The onus should primarily go to the shopper. This is how the ban on single use plastic should be implemented. Let the buyer or the shopper or the customer come with her bag and the goods thus bought can be carried in the said bag. In case the shopper forgot to bring her own bag, let her pay for the degradable bag provided by the shop. Already some shopping arcade have started offering jute or cloth bags to pack the goods with the customer having to cough up the cost of the said bag. This is one arrangement that should be championed. Encourage the use of paper bags, which were in vogue decades back before polythene bags started making their presence felt. Back then it was not uncommon for young boys and young girls to chip in their mite, make glue themselves, by boiling atta, collect the hard cardboard that come as the cover of exercise books, collect newspapers or buy them and then make the paper bags or chekhao as known in the local parlance and sell them to the shops. Kids get to make some dough as their pocket money and shop keepers can pass on the cost of the paper bags to the customers while calculating the costs of the items bought. Making jute or cloth carry bags mandatory for every shopper. These are but steps that may be taken up for the ban on single use plastic to be meaningful. The Sangai Express waited till October 5, to see what steps the Government would have taken up to ensure that single use plastic is no longer used. However the three days cushion, since October 2-the date the ban became effective, did not see any efforts made by the Government to ban the use of the said plastic carry bags effectively.

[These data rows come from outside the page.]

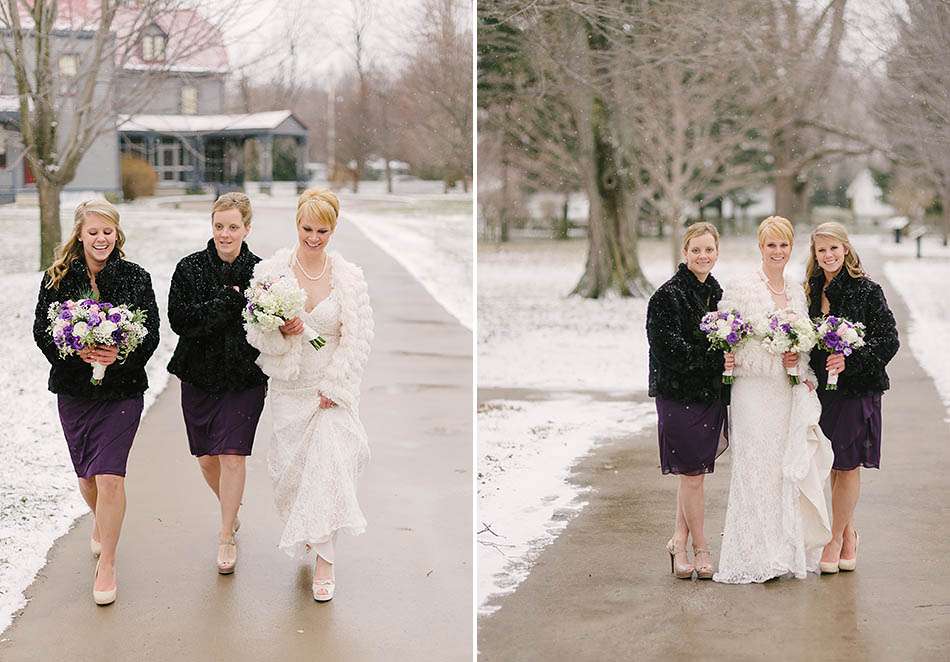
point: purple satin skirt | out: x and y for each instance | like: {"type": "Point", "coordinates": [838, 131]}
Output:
{"type": "Point", "coordinates": [99, 433]}
{"type": "Point", "coordinates": [690, 435]}
{"type": "Point", "coordinates": [221, 423]}
{"type": "Point", "coordinates": [854, 427]}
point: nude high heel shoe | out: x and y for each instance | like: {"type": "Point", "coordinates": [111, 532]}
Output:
{"type": "Point", "coordinates": [103, 598]}
{"type": "Point", "coordinates": [848, 565]}
{"type": "Point", "coordinates": [323, 589]}
{"type": "Point", "coordinates": [704, 570]}
{"type": "Point", "coordinates": [226, 566]}
{"type": "Point", "coordinates": [684, 571]}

Banning single use plastic cannot be a one day affair. This is where one would like to see the Government take a proactive role and do something concrete. Reach out to the different NGOs, the leikai level clubs, the student bodies and see how to make the ban effective. If Sikkim has done it effectively with assistance from some NGOs why can’t the Government here take a leaf or two out of the mountain State and see what may be done ?  Unfortunate it is but apart from the Tamenglong DC and the Ukhrul DC, not much is heard of the other district heads going the extra way to ban single use plastics. The DC of Tamenglong district had even gone ahead and declared that the DC office complex at Tamenglong would be plastic free. Why can’t the other DCs follow suit and come out with such a standing order ? It is the half hearted approach to the issue at hand that is hard to digest. Involve all the sixty MLAs to ensure that the ban is enforced effectively in their home constituencies. Reach out to the schools and let school children be the flag bearers in not using single use plastic anymore. On the other hand promote the use of jute and cloth bags. Make it mandatory for every shopper to carry their own bags while marketing. Check the shops selling dressed fish, chicken, pork, mutton etc. This is a job which may be entrusted to the local clubs. The menace of single use plastic is not a joke and it would do good not to leave the job of championing a movement against it to individuals but make sure that it is the bounden duty of everyone and the Government should start this.